A system, including a processor for receiving a transmitted user input inquiry regarding at least one of a geographical location, a timedate, and an impact event; a processing module to determine at least one a region of the geographical location, the geographical location at the timedate and a series of times surrounding that timedate, and a location associated with the impact event; an analysis module to analyze the inquiry in view of the determinations and output a request for additional data, wherein the processor obtains the additional data in the form of at least one of event data, time data, and spatial data from at least one resource; and an output module for generating an output including at least one insight associated with the at least one of the geographical location, the time date, and the impact event according to the inquiry along with the at least one of event data, time data, and spatial data associated with the analysis of the inquiry. The system wherein the at least one resource is an online database, a website, a social media site, a manual input, a data feed, a city information resource, and a static database. The system wherein the impact event is at least one of an agency report, an emergency situation, a closed area, damage to a structure, an accident, a celebration event, a road or location closure, and a parade or other event. The system wherein additional information is obtained by the processor regarding the at least one of the geographical location, the timedate, and the impact event
from at least one of: an online news source, a weather source, and a social media source. The system wherein the at least one insight is a constructive notice regarding a fine, a warning, and a mitigating opportunity in view of the impact event. A non-transitory computer readable medium having instructions thereon which can be executed to perform the following method including receiving by a processor an inquiry by a user regarding at least one of a geographical location, a timedate, and an impact event; processing the inquiry by a processor, to determine at least one a region of the geographical location, the geographical location at the timedate and a series of times surrounding that timedate, and a location associated with the impact event; analyzing the inquiry in view of the determinations and obtaining at least one of event data, time data, and spatial data by a processor from at least one resource associated with the analysis of the inquiry; and generating an output including at least one insight associate with the at least one of the geographical location, the time date, and the impact event according to the inquiry along with the at least one of event data, time data, and spatial data associated with the analysis of the inquiry. The medium, wherein the at least one resource is an online database, a website, a social media site, a manual input, a data feed, a city information resource, and a static database. The medium, wherein the impact event is at least one of an agency report, an emergency situation, a closed area, damage to a structure, an accident, a celebration event, a road or location closure, and a parade or other event. The medium further providing additional information regarding the at least one of the geographical location, the timedate, and the impact event from at least one of: an online news source, a weather source, and a social media source. The medium wherein the at least one insight is a constructive notice regarding a fine, a warning, and a mitigating opportunity in view of the impact event.

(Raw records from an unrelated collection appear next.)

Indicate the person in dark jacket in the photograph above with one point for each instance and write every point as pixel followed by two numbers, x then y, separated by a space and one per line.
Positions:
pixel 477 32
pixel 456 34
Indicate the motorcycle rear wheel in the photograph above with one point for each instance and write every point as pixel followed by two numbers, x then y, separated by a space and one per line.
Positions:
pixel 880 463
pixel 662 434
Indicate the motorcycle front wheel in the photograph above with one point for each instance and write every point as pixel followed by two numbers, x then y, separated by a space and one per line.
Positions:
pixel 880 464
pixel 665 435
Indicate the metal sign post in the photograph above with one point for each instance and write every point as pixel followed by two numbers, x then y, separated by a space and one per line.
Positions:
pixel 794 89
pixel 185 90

[108] It should be appreciated that the present invention can be implemented in numerous ways, including as a process, an apparatus, a system, a computer processor executing software instructions, or a computer readable medium such as a non-transitory computer readable storage medium, or a computer network wherein program instructions are sent over optical or electronic communication or non-transitory links. It should be noted that the order of the steps of disclosed processes can be altered within the scope of the invention, as noted in the appended claims and in the description herein.

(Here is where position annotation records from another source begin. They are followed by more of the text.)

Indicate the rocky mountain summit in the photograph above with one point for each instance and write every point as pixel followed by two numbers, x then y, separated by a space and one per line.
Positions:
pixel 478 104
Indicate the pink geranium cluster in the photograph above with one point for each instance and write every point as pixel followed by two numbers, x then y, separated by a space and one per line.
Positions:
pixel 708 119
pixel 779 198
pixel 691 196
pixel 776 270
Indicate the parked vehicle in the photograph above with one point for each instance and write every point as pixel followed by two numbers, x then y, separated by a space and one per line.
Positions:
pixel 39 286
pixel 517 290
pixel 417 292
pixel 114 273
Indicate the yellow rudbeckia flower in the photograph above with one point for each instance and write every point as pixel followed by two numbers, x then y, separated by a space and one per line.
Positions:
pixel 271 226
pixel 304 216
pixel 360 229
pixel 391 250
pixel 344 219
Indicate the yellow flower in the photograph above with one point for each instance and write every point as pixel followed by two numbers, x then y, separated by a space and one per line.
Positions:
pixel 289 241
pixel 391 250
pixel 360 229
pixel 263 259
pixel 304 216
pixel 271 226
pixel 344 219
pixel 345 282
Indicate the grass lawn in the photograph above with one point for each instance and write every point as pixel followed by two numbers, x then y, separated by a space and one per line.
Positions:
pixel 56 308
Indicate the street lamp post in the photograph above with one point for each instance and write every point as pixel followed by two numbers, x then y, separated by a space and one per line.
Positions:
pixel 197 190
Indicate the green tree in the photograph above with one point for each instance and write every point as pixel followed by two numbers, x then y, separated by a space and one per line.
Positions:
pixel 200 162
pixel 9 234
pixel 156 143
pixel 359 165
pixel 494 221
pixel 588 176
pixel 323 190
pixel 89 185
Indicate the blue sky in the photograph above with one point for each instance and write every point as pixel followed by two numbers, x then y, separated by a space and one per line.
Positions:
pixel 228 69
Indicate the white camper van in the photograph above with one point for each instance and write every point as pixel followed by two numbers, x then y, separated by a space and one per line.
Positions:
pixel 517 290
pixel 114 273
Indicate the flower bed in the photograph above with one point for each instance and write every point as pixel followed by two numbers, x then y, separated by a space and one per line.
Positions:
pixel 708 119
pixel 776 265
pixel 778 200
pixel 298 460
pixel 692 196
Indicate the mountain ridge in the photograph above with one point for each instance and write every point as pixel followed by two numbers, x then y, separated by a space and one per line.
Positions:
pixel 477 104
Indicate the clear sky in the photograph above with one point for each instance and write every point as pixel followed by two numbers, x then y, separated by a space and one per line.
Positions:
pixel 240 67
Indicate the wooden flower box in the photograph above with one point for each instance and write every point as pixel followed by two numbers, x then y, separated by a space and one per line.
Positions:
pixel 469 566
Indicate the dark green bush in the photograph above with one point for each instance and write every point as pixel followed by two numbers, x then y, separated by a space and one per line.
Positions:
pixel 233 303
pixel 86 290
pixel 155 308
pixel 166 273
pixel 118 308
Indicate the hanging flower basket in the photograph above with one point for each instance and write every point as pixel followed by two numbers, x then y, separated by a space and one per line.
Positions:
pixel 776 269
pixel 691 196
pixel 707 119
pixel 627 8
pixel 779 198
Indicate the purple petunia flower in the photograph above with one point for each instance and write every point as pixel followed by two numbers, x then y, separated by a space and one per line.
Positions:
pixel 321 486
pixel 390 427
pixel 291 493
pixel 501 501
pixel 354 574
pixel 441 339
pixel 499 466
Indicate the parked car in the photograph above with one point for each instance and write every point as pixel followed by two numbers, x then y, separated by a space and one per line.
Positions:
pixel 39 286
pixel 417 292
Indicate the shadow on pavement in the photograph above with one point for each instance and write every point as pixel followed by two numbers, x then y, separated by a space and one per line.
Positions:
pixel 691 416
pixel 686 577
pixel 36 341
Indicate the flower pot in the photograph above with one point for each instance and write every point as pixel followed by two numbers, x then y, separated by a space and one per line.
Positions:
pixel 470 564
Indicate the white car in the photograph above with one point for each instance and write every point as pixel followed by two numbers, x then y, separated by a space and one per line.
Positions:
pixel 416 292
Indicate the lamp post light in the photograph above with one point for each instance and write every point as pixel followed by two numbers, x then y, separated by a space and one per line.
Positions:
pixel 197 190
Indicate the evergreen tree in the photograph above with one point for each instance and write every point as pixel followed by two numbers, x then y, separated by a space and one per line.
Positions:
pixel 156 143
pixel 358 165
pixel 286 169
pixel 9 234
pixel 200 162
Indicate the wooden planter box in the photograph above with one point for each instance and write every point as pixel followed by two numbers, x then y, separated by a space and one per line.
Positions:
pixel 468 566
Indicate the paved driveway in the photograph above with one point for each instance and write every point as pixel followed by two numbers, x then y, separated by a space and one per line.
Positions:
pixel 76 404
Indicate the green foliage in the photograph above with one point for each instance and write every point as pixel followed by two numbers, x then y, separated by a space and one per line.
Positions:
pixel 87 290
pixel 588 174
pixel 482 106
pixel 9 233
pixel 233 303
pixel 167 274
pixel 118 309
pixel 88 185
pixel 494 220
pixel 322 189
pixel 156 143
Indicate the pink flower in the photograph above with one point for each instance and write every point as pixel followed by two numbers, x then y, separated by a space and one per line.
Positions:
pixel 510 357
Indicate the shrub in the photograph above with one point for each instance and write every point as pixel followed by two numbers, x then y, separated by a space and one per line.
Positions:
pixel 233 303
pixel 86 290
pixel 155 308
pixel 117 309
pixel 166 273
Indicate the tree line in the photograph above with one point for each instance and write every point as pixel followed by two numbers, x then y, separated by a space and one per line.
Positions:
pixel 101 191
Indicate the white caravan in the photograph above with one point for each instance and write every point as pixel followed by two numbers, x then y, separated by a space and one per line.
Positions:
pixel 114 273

[109] Although the foregoing invention has been described in some detail for purposes of clarity of understanding, it will be apparent that certain changes and modifications can be practiced within the scope of the appended claims. The present invention can be practiced according to the claims and/or the embodiments without some or all of these specific
details. Portions of the embodiments described herein can be used with or without each other and can be practiced in conjunction with a subset of all of the described embodiments. For the purpose of clarity, technical material that is known in the technical fields related to the invention has not been described in detail so that the present invention is not unnecessarily obscured. It should be noted that there are many alternative ways of implementing both the process and apparatus of the present invention. Accordingly, the present embodiments are to be considered as illustrative and not restrictive, and the invention is not to be limited to the details given herein, but can be modified within the scope and equivalents of the appended claims.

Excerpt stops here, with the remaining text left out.